Hymns and Psalms: a Methodist and ecumenical hymn book
- Cover of Hymns and Psalms
- Language: English
- Subject: Religious sheet music/hymnal and Christian liturgy
- Publisher: Methodist Publishing
- Publication date: 1983
- Publication place: United Kingdom
- Media type: Print (hardback)
- ISBN: 9780946550012 (full music edition)
- Website: Hymns and Psalms at Methodist Publishing

= Hymns and Psalms =

1983 Methodisthymnal

Hymns and Psalms was the primary hymnbook of the Methodist Church of Great Britain from 1983 until 2010. The hymnbook was first published by the Methodist Publishing House in 1983, to replace the Methodist Hymn-Book, which was published soon after the unification of the Methodist Church in 1933.

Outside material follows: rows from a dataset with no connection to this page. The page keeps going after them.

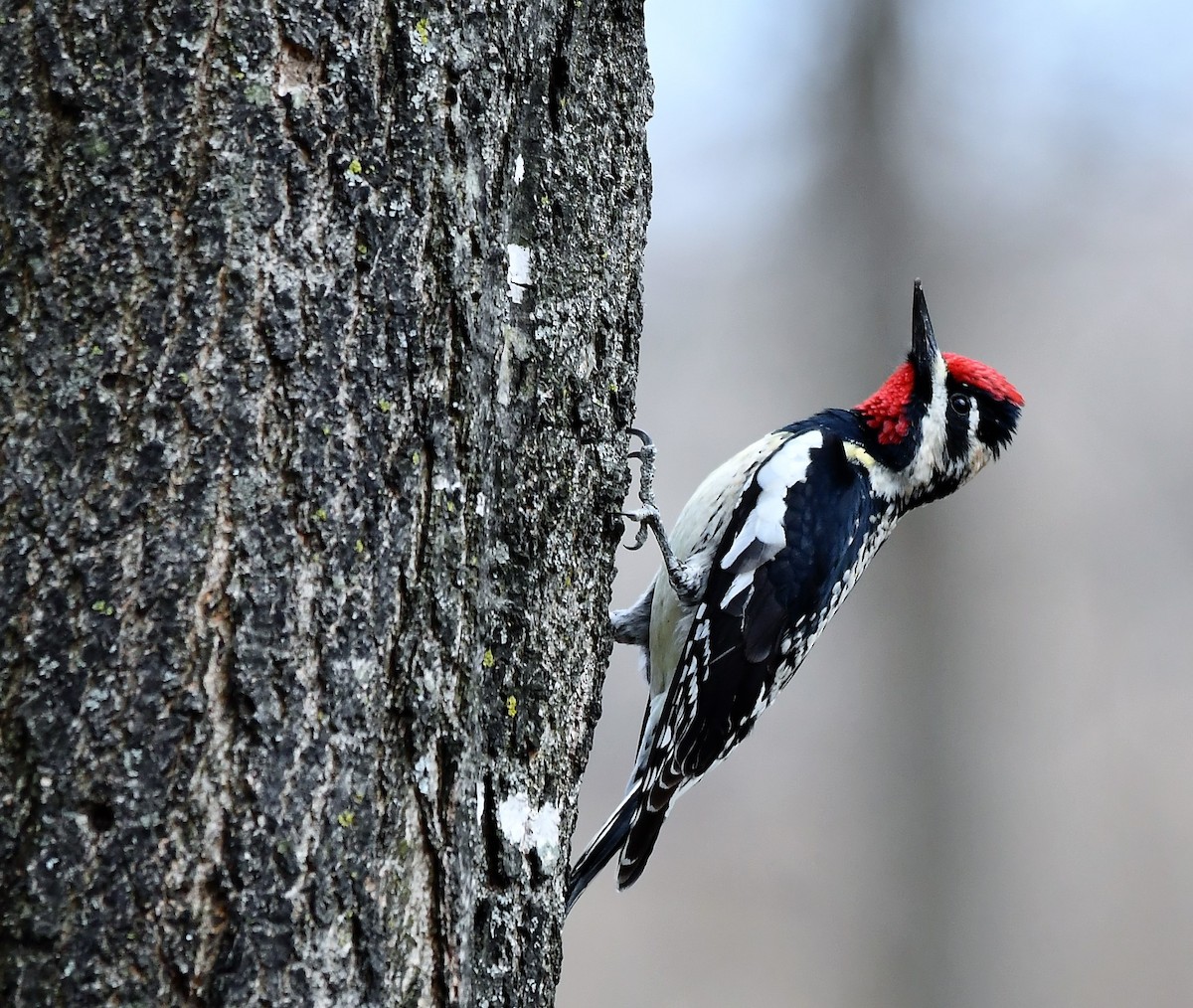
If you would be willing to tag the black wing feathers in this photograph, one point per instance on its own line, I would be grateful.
(826, 520)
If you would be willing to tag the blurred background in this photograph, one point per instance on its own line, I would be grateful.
(978, 790)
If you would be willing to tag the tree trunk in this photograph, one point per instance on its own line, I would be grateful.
(319, 335)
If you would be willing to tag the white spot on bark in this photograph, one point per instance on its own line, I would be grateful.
(531, 829)
(519, 275)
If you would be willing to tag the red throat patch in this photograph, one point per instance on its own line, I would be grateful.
(886, 411)
(982, 376)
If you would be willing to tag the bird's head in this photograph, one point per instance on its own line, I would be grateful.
(940, 418)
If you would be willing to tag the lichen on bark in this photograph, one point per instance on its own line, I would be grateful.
(319, 344)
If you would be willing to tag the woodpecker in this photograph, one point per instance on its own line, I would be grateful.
(765, 553)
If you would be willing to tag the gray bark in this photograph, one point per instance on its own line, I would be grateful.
(319, 339)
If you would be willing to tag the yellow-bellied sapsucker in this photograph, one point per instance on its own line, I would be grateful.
(765, 553)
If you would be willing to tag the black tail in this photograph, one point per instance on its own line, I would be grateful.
(605, 845)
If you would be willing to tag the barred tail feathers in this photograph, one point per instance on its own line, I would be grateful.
(603, 846)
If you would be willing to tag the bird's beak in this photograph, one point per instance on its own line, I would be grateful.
(924, 341)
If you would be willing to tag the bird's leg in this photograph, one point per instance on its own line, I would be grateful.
(684, 578)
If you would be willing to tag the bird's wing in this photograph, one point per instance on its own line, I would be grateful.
(800, 524)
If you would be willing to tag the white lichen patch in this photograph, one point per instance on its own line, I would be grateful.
(531, 829)
(519, 275)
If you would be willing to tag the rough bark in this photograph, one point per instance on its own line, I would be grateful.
(319, 335)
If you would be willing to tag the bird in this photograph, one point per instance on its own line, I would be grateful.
(765, 553)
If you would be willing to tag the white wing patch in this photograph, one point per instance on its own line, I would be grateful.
(781, 471)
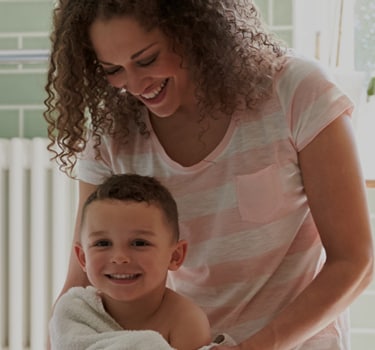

The book's full title is Hymns and Psalms: A Methodist and Ecumenical Hymn Book, reflecting a degree of participation by many Christian denominations in its creation and a desire "to build from accepted denominational traditions towards a richer sharing of ... diverse interests and ... common heritage".

The decision to produce a new hymnbook was taken at the Methodist Conference of 1979, and the new book was authorised for use in all Methodist Churches in the Connexion at the 1982 Conference in Plymouth.

The hymns are presented in three sections, covering, respectively, God's Nature, God's World and God's People, followed by a selection of Psalms and canticles. Of the 823 hymns, over 150 were written by Charles Wesley (1707–88), brother of John Wesley, the founder of Methodism. Isaac Watts also has a significant number of hymns included. The most represented hymn writer of the 20th century is Fred Pratt Green (1903–2000), who has 27 hymns included.

Hymns and Psalms remains an authorised part of the Methodist hymnody and is still in active use within the Methodist Church, although the Methodist Conference Faith and Order Committee has also released a successor hymn book, Singing the Faith, which was approved at the 2010 Methodist Conference and published in 2011.